Why? Because despite the significant advances in nutrition science over the past 20 years, the rules the FDA uses to determine if something is good for you are still based on research that’s more than two decades old.
That means all of the nutritional information and packaging claims you’ll find on the foods you buy today — which you use to make purchasing decisions for you and your family — are based on nutritional science that’s completely out of date.
Twenty years ago, health was defined only by the categories of nutrients you’ll find on today’s nutrition panel: calories, fiber, fat, saturated fat, sodium and cholesterol, plus a handful of vitamins and minerals including vitamin C and calcium.
Today we know those all matter, but we also know that hitting a few benchmarks through highly processed, fortified foods isn’t making us healthier.

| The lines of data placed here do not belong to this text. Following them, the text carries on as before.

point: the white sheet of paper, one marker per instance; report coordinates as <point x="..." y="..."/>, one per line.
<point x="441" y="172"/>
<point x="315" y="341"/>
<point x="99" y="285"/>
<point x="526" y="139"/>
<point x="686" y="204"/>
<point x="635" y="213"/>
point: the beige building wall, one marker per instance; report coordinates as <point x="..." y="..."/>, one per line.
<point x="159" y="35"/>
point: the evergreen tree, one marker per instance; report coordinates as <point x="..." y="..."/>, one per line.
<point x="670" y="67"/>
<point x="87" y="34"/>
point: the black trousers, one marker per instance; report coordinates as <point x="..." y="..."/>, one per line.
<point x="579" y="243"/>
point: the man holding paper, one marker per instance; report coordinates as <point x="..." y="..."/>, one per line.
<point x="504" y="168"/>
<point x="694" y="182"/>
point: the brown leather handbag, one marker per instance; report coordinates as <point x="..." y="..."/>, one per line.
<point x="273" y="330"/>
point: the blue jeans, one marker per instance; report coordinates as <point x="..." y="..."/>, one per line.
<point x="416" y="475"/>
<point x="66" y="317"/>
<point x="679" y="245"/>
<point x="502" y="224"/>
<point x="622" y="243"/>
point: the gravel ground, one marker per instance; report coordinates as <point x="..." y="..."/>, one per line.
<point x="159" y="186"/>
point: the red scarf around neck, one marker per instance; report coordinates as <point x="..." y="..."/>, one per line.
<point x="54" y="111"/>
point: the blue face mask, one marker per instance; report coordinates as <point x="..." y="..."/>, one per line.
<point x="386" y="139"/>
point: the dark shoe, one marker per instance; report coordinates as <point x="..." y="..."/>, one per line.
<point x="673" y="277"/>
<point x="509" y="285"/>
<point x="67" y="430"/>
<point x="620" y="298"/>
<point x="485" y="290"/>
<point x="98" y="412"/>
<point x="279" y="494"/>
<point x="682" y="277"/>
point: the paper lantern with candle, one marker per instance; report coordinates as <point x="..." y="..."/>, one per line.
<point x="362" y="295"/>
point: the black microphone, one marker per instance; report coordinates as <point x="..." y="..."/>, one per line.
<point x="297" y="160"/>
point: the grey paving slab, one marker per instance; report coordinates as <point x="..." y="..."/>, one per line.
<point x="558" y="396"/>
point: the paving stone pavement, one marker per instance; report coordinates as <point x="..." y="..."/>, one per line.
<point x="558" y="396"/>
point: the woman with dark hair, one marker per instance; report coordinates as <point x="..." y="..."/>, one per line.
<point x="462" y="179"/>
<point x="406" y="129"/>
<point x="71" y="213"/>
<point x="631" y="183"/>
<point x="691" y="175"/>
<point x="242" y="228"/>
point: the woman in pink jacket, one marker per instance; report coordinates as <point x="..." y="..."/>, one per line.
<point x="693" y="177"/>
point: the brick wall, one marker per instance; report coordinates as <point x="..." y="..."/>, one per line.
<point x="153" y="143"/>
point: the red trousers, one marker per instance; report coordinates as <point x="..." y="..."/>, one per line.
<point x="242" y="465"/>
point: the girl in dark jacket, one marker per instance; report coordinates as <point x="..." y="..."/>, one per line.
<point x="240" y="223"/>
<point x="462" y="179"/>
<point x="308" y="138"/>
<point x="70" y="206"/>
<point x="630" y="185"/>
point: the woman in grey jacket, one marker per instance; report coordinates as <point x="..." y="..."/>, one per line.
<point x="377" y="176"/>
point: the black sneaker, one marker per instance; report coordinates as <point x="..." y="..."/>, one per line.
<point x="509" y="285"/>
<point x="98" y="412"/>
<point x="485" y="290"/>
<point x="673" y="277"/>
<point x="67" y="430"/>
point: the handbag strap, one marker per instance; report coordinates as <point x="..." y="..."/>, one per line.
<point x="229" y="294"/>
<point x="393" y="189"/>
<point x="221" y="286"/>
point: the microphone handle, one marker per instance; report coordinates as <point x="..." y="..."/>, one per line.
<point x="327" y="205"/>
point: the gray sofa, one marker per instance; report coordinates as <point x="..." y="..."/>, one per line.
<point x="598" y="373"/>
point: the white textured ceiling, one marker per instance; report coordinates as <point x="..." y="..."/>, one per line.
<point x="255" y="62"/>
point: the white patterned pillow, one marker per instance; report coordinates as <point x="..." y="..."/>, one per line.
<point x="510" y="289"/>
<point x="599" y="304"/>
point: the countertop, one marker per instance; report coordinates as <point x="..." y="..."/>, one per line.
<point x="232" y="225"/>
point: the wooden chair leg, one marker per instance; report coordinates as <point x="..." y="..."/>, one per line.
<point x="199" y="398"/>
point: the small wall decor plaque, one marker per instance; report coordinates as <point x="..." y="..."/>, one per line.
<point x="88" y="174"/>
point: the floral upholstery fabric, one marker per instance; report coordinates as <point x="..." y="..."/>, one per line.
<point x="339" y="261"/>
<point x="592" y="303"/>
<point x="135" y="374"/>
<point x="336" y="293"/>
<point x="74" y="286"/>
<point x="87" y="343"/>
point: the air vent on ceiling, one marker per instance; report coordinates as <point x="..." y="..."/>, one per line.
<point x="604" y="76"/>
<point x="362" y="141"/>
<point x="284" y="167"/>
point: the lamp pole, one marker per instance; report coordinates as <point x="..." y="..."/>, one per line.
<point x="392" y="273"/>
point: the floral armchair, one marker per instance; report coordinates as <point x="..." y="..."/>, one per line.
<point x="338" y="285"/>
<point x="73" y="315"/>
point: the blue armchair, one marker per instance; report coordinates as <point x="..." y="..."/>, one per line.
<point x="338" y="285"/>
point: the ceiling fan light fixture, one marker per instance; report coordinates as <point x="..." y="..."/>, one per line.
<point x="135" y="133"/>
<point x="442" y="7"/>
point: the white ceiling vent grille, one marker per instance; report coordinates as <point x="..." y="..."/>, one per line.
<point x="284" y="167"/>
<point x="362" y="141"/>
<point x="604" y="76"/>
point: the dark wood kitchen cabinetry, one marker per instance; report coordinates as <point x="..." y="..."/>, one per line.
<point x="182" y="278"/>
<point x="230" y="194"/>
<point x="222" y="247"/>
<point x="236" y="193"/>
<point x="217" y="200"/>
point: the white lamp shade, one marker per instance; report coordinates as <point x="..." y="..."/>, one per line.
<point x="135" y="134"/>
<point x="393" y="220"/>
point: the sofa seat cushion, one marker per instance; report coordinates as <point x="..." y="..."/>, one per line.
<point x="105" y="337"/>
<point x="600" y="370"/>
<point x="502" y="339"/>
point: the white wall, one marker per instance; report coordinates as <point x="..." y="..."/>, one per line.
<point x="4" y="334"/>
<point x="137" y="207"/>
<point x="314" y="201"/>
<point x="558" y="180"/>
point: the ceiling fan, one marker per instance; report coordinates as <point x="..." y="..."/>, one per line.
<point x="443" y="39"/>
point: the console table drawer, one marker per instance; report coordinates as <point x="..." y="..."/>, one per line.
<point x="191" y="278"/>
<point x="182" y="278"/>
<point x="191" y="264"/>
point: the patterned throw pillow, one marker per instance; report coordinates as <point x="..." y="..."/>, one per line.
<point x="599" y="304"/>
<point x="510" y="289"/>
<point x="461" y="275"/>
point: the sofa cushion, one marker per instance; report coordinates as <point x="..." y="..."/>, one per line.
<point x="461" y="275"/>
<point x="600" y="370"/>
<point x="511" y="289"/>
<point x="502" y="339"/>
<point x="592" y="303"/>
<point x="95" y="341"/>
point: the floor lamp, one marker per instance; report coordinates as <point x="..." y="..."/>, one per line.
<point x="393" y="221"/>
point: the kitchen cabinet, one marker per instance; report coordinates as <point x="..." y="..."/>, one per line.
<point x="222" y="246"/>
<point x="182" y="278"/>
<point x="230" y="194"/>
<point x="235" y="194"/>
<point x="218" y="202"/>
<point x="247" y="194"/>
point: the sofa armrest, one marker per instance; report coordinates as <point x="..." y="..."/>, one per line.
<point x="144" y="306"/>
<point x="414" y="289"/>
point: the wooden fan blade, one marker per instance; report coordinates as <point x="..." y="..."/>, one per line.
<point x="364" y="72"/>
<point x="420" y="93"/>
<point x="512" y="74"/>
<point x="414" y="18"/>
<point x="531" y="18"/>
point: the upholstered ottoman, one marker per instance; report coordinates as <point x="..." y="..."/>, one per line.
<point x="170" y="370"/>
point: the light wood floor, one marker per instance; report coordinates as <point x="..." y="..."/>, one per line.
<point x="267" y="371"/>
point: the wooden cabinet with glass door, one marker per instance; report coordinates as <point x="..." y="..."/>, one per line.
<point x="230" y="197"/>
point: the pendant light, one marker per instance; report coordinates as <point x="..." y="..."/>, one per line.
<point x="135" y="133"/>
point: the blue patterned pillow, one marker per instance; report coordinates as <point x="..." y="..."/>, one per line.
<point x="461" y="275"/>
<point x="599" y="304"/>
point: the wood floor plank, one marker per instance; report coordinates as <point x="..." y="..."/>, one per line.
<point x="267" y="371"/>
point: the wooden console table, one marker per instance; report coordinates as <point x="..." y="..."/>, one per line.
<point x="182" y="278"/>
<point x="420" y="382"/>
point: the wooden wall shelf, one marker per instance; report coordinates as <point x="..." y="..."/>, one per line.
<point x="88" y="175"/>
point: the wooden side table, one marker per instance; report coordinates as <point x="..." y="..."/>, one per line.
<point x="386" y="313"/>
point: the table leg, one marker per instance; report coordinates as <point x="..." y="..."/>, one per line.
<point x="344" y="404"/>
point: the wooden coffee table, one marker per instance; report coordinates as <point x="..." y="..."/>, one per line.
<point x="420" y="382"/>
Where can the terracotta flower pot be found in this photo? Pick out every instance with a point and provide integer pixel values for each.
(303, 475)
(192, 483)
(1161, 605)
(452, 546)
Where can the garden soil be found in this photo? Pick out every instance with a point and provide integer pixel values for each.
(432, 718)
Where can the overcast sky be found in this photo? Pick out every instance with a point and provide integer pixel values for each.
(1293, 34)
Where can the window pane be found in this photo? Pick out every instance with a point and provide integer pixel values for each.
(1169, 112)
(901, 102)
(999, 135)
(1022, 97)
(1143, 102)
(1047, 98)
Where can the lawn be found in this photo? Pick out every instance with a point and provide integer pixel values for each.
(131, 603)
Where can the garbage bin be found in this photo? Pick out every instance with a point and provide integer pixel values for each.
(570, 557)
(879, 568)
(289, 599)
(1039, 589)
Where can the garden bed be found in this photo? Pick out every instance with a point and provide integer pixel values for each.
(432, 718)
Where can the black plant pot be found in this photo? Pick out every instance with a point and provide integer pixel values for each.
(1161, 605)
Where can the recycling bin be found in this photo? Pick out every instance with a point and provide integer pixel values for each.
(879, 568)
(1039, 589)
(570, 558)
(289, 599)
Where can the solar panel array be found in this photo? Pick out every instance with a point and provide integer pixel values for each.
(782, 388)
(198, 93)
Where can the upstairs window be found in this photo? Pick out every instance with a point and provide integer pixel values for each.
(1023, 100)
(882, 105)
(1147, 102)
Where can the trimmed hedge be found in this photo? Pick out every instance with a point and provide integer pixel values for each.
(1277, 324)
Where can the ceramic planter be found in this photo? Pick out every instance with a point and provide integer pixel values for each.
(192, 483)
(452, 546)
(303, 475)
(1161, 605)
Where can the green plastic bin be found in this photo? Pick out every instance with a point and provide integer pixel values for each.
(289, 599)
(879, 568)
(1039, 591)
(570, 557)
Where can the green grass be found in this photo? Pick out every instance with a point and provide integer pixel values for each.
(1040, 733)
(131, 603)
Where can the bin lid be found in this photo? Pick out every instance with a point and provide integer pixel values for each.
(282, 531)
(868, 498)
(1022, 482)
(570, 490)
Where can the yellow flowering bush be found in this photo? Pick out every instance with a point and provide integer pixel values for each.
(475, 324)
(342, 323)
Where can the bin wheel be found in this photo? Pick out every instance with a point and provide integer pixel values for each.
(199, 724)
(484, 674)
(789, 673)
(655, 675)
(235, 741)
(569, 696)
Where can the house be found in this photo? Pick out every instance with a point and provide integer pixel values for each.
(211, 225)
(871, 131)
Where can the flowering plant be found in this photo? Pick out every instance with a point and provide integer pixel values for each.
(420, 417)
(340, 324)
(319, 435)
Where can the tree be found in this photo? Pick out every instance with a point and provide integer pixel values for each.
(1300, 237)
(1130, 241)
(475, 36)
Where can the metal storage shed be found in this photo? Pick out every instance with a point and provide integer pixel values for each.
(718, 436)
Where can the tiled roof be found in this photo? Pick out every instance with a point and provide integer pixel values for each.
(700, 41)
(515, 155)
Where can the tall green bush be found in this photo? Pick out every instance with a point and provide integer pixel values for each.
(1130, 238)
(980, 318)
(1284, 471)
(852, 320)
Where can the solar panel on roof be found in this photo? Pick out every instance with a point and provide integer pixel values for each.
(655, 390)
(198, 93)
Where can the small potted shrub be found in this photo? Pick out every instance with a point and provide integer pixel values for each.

And we now know the sources of those nutrients are at least as important as the nutrient numbers themselves.
Packaging claims are just as outdated. Those claims are based on benchmarks of nutrient inclusion without any consideration for the adverse effects of other ingredients. In addition, the claims can be qualified with an asterisk, allowing a food to boast a health benefit without meeting the total nutrient amount needed.
To make our point, let’s look at a very popular “healthy” breakfast cereal: Honey Nut Cheerios. Honey Nut Cheerios displays a large red heart on its box front with a health claim that it “can help lower your cholesterol*.” This cholesterol claim is based on only one ingredient, oats, which contain soluble fiber.
Notice the asterisk? That little symbol leads you to the following statement:
*3 grams of soluble fiber daily from whole grain oat foods, like Honey Nut Cheerios cereal, in a diet low in saturated fat and cholesterol, may reduce the risk of heart disease. Honey Nut Cheerios cereal provides .75 grams per serving.
So it would take 4 bowls of cereal– not 1 bowl as the package suggests — to get the amount of soluble fiber needed to actually affect health.
Additionally, Honey Nut Cheerios contains 9 grams of added sugar in a 28 gram serving. So one-third of a serving of this “heart healthy” cereal is made of added sugar. Thanks to years of research, we now know that added sugar drives up cholesterol.
So does the small amount of soluble fiber in Honey Nut Cheerios really help lower cholesterol? Or does the added sugar raise it?
These kinds of contradictions are why the FDA is beginning the process of re-evaluating what it considers to be “healthy”. But it will be years before any shift in FDA policy takes place, let alone makes its way onto packaging labels.
And this is why at Step One Foods we’re committed to complete transparency and to always delivering the right nutrients in the right amounts from the finest ingredients. Our ingredient choices and nutrient metrics are based on the most up to date nutrition research. FDA health claims? That’s so 1990.